Apple TV is going to change everything - sooner or later.
For the moment Apple TV is just a $99 set-top box that lets you access content from the Internet or your home Mac or PC.
It's a nice product, but it's not revolutionary.
But for Apple Inc. (Nasdaq: AAPL) to get anywhere close to that level, Apple TV will need features that radically improve, if not completely change, how people watch television.
One thing we know for certain is that late CEO Steve Jobs thought the television industry is "broken" and that he had a vision for revamping television as he had done with music and mobile phones.
"I'd like to create an integrated television set that is completely easy to use," Jobs famously told his biographer, Walter Isaacson. "It would be seamlessly synced with all of your devices and with iCloud. It will have the simplest user interface you could imagine. I finally cracked it."

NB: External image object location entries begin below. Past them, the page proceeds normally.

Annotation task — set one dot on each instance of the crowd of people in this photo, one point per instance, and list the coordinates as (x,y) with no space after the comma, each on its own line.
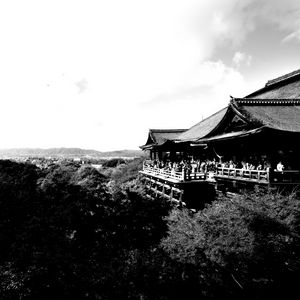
(204,166)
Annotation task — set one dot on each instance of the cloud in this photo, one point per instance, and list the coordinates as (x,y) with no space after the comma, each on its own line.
(241,58)
(204,92)
(294,36)
(82,85)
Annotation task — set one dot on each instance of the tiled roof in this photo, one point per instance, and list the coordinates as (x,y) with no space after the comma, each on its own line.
(283,77)
(157,137)
(283,87)
(204,127)
(279,114)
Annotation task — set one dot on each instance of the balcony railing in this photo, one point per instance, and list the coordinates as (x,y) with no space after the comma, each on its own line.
(259,176)
(172,174)
(242,174)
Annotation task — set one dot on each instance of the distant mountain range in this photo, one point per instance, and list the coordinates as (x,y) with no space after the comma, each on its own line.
(67,152)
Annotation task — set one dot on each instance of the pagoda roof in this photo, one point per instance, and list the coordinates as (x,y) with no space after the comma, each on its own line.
(278,114)
(283,87)
(157,137)
(204,127)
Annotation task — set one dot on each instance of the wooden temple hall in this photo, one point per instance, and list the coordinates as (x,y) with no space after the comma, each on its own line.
(252,141)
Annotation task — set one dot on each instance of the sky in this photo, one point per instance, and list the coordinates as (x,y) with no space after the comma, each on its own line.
(97,74)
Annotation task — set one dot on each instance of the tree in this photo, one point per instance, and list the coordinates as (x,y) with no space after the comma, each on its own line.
(64,236)
(253,239)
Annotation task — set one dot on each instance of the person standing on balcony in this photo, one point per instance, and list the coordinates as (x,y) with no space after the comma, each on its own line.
(280,167)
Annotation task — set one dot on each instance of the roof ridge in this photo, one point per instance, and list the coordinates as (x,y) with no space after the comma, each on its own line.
(280,101)
(166,130)
(283,77)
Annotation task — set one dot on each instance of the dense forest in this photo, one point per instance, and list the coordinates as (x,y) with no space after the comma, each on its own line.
(69,231)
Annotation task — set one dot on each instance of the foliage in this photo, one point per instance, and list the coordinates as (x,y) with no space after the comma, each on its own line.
(253,238)
(62,234)
(112,163)
(128,172)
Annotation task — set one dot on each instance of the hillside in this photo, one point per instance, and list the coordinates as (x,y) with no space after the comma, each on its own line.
(66,152)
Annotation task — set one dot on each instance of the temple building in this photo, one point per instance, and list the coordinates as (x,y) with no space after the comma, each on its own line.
(254,139)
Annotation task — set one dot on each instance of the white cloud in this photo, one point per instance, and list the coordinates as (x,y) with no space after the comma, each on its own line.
(129,52)
(294,36)
(240,58)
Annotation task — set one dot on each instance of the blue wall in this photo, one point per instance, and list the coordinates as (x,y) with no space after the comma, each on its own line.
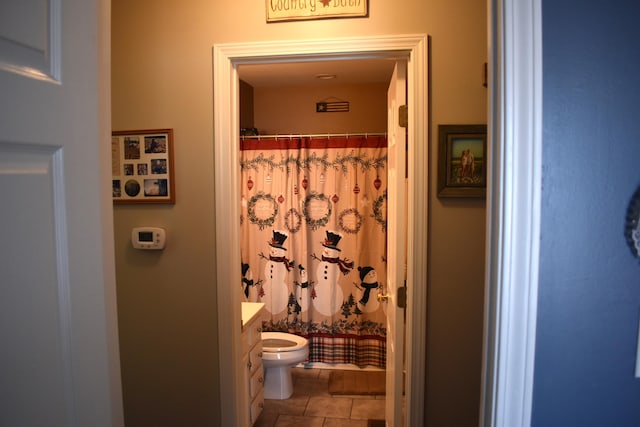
(589,294)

The main reason we don't have a Steve Jobs-like Apple TV now is that the players in the television industry are wary of Apple, having witnessed how the tech giant sucked the lion's share of profits from the other industries it disrupted.
The delay has given Apple's rivals a head start. Both Microsoft Corp.'s (Nasdaq: MSFT) Xbox 360 as well as Google Inc.'s (Nasdaq: GOOG) Google TV already do some of what Jobs envisioned.
But neither of those companies is likely to bring a solution to market as elegant and unified as Apple's.
Based on news tidbits and patent filings, we actually have some pretty good clues about what Apple could do with Apple TV.
While a future Apple TV (or iTV) may not include all of these ideas, it will have to include at least some of them if it is to make any significant impact. Exactly what Apple will release, however, remains a mystery.
Even Apple CEO Tim Cook doesn't seem quite sure what might evolve from this "hobby."
"This is an area of intense interest for us," Cook said at the All Things Digital Conference in May. "We're going to keep pulling this string and see where it takes us."